De outro lado, a base da moral era instável e turbulenta desde muito antigamente, e as proibições de casamento por parentesco – aquelas sobre as quais as naturezas das pessoas moderadas concordavam sobre sua proibição e abominação - eram ponto de discórdia e discussão, a ponto de Yazdegerd II (que governou no fim do quinto século d.C.) se casar com sua própria filha e depois assassiná-la. Bahram Gobain (que reinou no século VI) era casado com sua irmã. O Dr. Arthur Christensen[3] diz em seu livro O Irã na era dos Sasanitas: os historiadores da era sasanita, como Jathias e outros, acreditam na existência do casamento dos iranianos com parentes íntimas, e existe na história dos sasanitas exemplos desses casamentos, que não é era considerado um pecado para os iranianos, mas sim uma boa ação com a qual eles se aproximavam de Deus. O viajante chinês Huin Suinj apontou este casamento ao dizer: “Os iranianos casam-se sem exceção”[4].

 

Ensinamentos de Mani na Pérsia

          E no terceiro século cristão surgiu Mani, cujo surgimento foi uma violenta resposta contra a tendência concupiscente que prevalecia no país. Então, ele traçou um caminho através do qual combatia esta concupiscência brutal, pregou a vida de celibatário e proibiu o casamento, para interromper a natalidade e apressar o fim da espécie humana.

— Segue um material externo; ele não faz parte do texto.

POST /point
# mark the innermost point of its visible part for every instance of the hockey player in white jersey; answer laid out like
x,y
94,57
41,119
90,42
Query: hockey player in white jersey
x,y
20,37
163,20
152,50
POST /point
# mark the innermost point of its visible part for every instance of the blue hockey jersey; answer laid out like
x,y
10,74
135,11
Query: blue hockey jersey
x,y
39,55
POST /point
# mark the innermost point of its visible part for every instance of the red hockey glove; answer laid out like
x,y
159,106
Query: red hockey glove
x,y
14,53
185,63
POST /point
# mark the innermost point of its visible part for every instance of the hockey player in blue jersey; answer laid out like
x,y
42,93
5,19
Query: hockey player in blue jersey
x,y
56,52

O rei sasanita Bahram o matou no ano 276 d.C. dizendo: “Este saiu pregando a destruição do mundo, então é obrigatório que a sua destruição tenha início antes que ele alcance algo do que pretende”. Mani morreu, porém seus ensinamentos viveram até a época após a conquista islâmica[5].

          Em seguida, o instinto da natureza persa se rebelou sobre os censuráveis ensinamentos de Mani, e adotaram a pregação de Mazdak[6], que nasceu em 487 d.C. Este, por sua vez, declarou que os humanos nasceram iguais não havendo diferença entre eles, então devem viver iguais sem diferença entre eles. E levando em consideração que os egos zelam em preservar e guardar, entre outras coisas, os bens e as mulheres, então, para Mazdak, estes dois pontos são os que mais nos são obrigatórios para promover a igualdade e o compartilhamento neles. Al Shahristani[7] disse: “Licitou as mulheres e permitiu os bens tornando as pessoas sócias neles (mulheres e bens) assim como compartilham a água, o fogo e a mata espessa”[8].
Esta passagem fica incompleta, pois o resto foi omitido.